【外壁落下のトラブル】
道路を歩いていたら上からタイルやコンクリートの破片が落下してきてケガをしたり、下に停めてあった車に傷がついたなど、所有者である管理組合の責任が問われる重大なトラブルに発展する可能性のある問題です。
外壁の回りで落下する可能性があるものは、タイルだけではありません。
付着力の低下した手摺笠木などのモルタルが部分的に落下したり、鉄筋爆裂箇所のコンクリート片が浮き上がって剥落することもあります。
金属手摺の付け根のアンカーが錆びて膨張し、回りのコンクリートやモルタルを押し出してその破片が剥落する事例もあります。
いずれも共用部分の劣化が落下の原因になりますので、管理組合は定期的に適切な補修を行い、これらの剥落・落下を予防することが求められます。

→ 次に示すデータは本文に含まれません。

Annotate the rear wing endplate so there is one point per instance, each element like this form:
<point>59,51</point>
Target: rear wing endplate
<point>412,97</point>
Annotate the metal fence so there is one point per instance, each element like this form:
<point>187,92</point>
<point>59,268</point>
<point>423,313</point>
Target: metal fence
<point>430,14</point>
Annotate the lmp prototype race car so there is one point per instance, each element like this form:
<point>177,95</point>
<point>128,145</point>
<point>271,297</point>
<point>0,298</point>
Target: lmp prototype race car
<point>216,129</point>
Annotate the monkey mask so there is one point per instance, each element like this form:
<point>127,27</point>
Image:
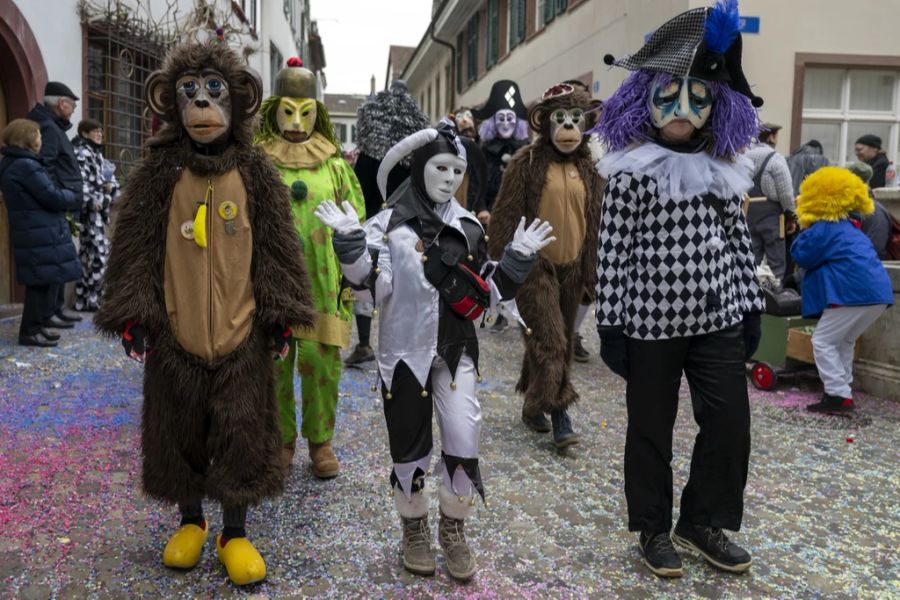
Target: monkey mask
<point>465,122</point>
<point>208,92</point>
<point>297,110</point>
<point>562,116</point>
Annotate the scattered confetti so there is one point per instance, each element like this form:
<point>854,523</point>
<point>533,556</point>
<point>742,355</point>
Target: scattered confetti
<point>75,523</point>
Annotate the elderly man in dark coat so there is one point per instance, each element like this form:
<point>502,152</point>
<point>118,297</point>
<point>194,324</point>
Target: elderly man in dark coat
<point>59,158</point>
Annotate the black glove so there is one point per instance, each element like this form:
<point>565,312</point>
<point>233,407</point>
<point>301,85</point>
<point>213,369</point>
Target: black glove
<point>134,339</point>
<point>614,349</point>
<point>752,333</point>
<point>281,337</point>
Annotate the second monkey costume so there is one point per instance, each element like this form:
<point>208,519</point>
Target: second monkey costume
<point>552,179</point>
<point>206,266</point>
<point>296,133</point>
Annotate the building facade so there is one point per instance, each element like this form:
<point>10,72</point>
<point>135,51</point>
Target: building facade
<point>105,49</point>
<point>342,111</point>
<point>827,69</point>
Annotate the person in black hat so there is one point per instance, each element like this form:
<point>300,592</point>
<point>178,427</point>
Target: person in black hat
<point>52,115</point>
<point>503,130</point>
<point>677,292</point>
<point>868,149</point>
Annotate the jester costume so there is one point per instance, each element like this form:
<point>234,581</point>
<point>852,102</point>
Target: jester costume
<point>296,134</point>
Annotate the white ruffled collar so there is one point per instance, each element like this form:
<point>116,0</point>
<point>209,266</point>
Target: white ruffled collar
<point>681,176</point>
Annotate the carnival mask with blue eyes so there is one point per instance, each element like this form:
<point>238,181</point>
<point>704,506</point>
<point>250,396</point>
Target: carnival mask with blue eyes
<point>680,98</point>
<point>204,104</point>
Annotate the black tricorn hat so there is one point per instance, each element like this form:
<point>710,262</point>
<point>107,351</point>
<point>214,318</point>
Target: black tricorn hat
<point>504,95</point>
<point>55,88</point>
<point>703,42</point>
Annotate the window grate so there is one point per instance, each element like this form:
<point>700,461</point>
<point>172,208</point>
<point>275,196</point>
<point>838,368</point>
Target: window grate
<point>119,61</point>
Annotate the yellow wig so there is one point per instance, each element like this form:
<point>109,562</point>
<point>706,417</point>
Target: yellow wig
<point>830,194</point>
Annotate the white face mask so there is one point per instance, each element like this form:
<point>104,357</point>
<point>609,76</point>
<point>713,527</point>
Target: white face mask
<point>505,122</point>
<point>443,175</point>
<point>681,98</point>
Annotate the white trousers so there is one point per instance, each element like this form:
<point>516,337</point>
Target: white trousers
<point>833,343</point>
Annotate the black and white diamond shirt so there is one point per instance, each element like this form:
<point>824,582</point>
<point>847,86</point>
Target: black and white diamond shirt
<point>674,254</point>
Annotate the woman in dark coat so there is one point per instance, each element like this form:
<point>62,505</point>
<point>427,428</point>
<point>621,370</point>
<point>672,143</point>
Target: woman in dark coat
<point>42,244</point>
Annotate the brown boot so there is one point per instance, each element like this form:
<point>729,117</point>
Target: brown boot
<point>287,454</point>
<point>452,538</point>
<point>325,464</point>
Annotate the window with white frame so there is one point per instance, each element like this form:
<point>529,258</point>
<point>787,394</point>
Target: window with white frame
<point>842,104</point>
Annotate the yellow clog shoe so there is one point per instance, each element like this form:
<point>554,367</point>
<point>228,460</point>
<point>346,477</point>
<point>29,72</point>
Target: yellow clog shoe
<point>242,561</point>
<point>184,547</point>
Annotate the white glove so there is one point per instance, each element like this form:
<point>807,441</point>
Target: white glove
<point>536,236</point>
<point>342,221</point>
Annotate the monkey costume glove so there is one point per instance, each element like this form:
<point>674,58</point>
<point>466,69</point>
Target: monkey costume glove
<point>529,241</point>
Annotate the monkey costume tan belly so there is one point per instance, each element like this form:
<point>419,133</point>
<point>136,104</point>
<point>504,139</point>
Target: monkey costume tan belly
<point>209,296</point>
<point>210,419</point>
<point>566,193</point>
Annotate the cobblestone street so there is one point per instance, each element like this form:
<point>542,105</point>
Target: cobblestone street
<point>822,507</point>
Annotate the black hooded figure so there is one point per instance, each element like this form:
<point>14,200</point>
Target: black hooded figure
<point>503,130</point>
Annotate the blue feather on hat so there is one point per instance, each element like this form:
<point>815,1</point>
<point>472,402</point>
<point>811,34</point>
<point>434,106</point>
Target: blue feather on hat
<point>723,23</point>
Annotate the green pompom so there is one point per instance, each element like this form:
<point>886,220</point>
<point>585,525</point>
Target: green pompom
<point>299,190</point>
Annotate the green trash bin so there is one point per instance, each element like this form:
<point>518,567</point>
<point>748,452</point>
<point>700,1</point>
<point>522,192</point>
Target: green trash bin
<point>773,357</point>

雨漏りの予防と同様、大規模修繕等の計画修繕工事の時に、タイルやモルタルの浮き、鉄筋爆裂などを十分に調査し、不具合箇所を見つけて確実に補修することが大切です。
日頃から、落下の可能性が予見されるタイルの浮き上がりや、モルタルやコンクリートの浮き上がり、ひび割れ等を見過ごさないようにすることも大切です。
(著)日本建築家協会メンテナンス部会員 江守 芙実
【特殊建築物の定期報告制度】
5階建て以上、延べ面積1.000㎡を超えるマンションは、建築基準法第12条に定める特殊建築物に該当し、以下の項目について3年に1度、定期報告を特定行政庁に対して行わなければならない。
1 敷地及び地盤:敷地内の通路、擁壁の状況など
2 建築物の外部:外壁の劣化の状況など
3 屋上及び屋根:屋上回りの劣化の状況など
4 建築物の内部:防火区画や、床、天井の状況など
5 避難施設等:避難施設、非常用設備の状況など
平成20年4月から、竣工後又は外壁補修工事後10年を経過したマンションは、それ以前は手の届く範囲に求められていた外壁の打診(タイルなど外壁を叩いた音から浮きの有無などを確認する検査方法)を、全面で実施し、その調査結果の報告も必要となりました。
(岡管連から)
新築後又は大規模修繕工事後の特殊建築物の定期報告では、外壁タイルなど躯体への付着物は、全面打診が必要になった。